Okay, as most of you know, I'm not the type to sit down and create a four part blog series about the financial crisis that hit America in 2008. I'm going to make some points and if you want to dig deeper, be my guest. But I have long ventured that the financial crisis in America that happened in 2008, JUST when John McCain's momentum was building against Barack Hussein Obama was simply too coincidental. It is my theory that George Soros manufactured the financial crisis. Now don't get me wrong, I'm not refuting that the financial institutions and home mortgage market weren't like dry kindling awaiting a spark, but that is exactly what Soros did- he lit the mutherfucker up like a Los Angeles brush fire.
Let me lay it out for you and then I'll provide some excerpts from some articles back in 2008 and one that came out today:
1. George Soros, after viewing the decline of Barack Hussein Obama's lead in the polls in the summer of 2008, decided he needed one financial institution to fail, thus causing a domino effect in all financial institutions and would create the economic chaos that could be blamed on George W. Bush. Soros chose Lehman Brothers. Why Lehman? Well, it was one of the biggest around, one that he could manipulate because of his investments there and finally, it would also be the best "cover up" for him. You see folks, when Lehman Brothers failed, the news reports that came out on it detailed in EVERY story how George Soros had lost MILLIONS of dollars in that crash. Obviously, George Soros wouldn't cause a failure of an institution that would cost him millions of dollars, now would he? Or is $120 million petty cash for Soros in order for him to own the Presidency of the United States of America?
2. Remember this - the Lehman Brothers failure happened BEFORE that AIG failure. One might contend that Soros had planned on AIG's takedown because that would inherently affect the U.S. Government and cause the government to step in - but how could Soros affect the fall of AIG? Well, my contention is that he KNEW that the Lehman Brothers failure would cast all eyes on AIG.
3. And now, almost a year later to the day, George Soros is having a big belly laugh at all of America as he will finally try to recoup some of his losses as Lehman Brothers is STILL being traded and today we saw the price of Lehman Brothers skyrocket as a percentage of its selling price.
Okay, now for back up. Regarding how Soros was able to manipulate the cover up of his involvement by the media announcing his losses at Lehman, here's this report from The New York Sun , let's look at the opening paragraphs:
Billionaire George Soros's hedge fund may have lost at least $120 million on its stake in Lehman Brothers Holdings Inc., mostly acquired in the second quarter, as the investment bank suffered its worst financial result.
Soros Fund Management LLC, which manages $20 billion, purchased 9.47 million shares, or about 1.4% of New York-based Lehman, between March 31 and June 30, according to a filing with the Securities and Exchange Commission. The losses could be as high as $380 million, depending on when Mr. Soros purchased the stake and if he still owns the shares.
By the way, click on the link to the NYSun report and check out the date of that story.

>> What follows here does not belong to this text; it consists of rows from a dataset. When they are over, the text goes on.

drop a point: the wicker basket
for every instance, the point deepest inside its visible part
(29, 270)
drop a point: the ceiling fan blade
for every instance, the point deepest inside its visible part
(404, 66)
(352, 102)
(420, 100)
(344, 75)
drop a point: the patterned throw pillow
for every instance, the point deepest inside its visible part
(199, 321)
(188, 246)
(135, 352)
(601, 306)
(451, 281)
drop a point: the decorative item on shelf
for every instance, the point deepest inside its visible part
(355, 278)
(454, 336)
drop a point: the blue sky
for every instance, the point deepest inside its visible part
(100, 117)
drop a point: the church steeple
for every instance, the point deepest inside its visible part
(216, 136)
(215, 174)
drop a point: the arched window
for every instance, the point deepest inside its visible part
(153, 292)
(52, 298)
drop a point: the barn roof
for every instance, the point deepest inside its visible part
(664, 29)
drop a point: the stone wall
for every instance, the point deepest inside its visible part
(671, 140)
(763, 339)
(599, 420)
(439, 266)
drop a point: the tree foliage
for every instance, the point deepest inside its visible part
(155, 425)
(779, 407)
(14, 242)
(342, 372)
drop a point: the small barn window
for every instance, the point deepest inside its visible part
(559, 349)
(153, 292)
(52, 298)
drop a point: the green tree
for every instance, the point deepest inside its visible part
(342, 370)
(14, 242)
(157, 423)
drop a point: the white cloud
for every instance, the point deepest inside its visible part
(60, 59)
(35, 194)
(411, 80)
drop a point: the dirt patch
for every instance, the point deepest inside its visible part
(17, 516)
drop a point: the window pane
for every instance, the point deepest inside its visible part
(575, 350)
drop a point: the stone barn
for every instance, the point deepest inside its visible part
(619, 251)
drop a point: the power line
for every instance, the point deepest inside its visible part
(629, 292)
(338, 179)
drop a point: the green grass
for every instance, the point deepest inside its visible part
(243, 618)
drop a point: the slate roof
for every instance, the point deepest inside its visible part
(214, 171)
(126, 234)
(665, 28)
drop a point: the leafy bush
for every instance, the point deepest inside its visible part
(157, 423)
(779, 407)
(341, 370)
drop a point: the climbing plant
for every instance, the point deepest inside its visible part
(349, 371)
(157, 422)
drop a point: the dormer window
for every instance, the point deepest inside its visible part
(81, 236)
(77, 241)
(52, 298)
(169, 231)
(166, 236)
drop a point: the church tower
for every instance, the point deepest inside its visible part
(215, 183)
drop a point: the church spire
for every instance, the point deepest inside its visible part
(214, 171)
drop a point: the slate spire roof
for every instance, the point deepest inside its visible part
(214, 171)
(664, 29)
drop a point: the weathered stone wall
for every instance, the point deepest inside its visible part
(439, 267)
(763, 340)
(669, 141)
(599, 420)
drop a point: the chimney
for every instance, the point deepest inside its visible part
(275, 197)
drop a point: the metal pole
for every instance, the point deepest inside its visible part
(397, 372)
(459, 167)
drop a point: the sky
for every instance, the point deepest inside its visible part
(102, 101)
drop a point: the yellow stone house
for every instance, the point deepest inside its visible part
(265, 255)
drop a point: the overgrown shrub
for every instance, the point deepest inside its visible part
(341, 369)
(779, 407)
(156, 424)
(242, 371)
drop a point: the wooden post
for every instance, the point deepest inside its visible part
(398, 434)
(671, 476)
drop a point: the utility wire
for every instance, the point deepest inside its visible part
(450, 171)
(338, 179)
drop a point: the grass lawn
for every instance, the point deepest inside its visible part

Now, let's look at a further description afterwards about the effects of Lehman Brothers' failure, from the article at the New York Times:
But even as the fates of Lehman and Merrill hung in the balance, another crisis loomed as the insurance giant American International Group appeared to teeter. Staggered by losses stemming from the credit crisis, A.I.G. sought a $40 billion lifeline from the Federal Reserve, without which the company may have only days to survive.
The stunning series of events culminated a weekend of frantic around-the-clock negotiations, as Wall Street bankers huddled in meetings at the behest of Bush administration officials to try to avoid a downward spiral in the markets stemming from a crisis of confidence
Shares of Lehman Brothers Holdings Inc. jumped in over-the-counter trading Monday despite analysts warnings that prices will eventually dwindle down to nothing.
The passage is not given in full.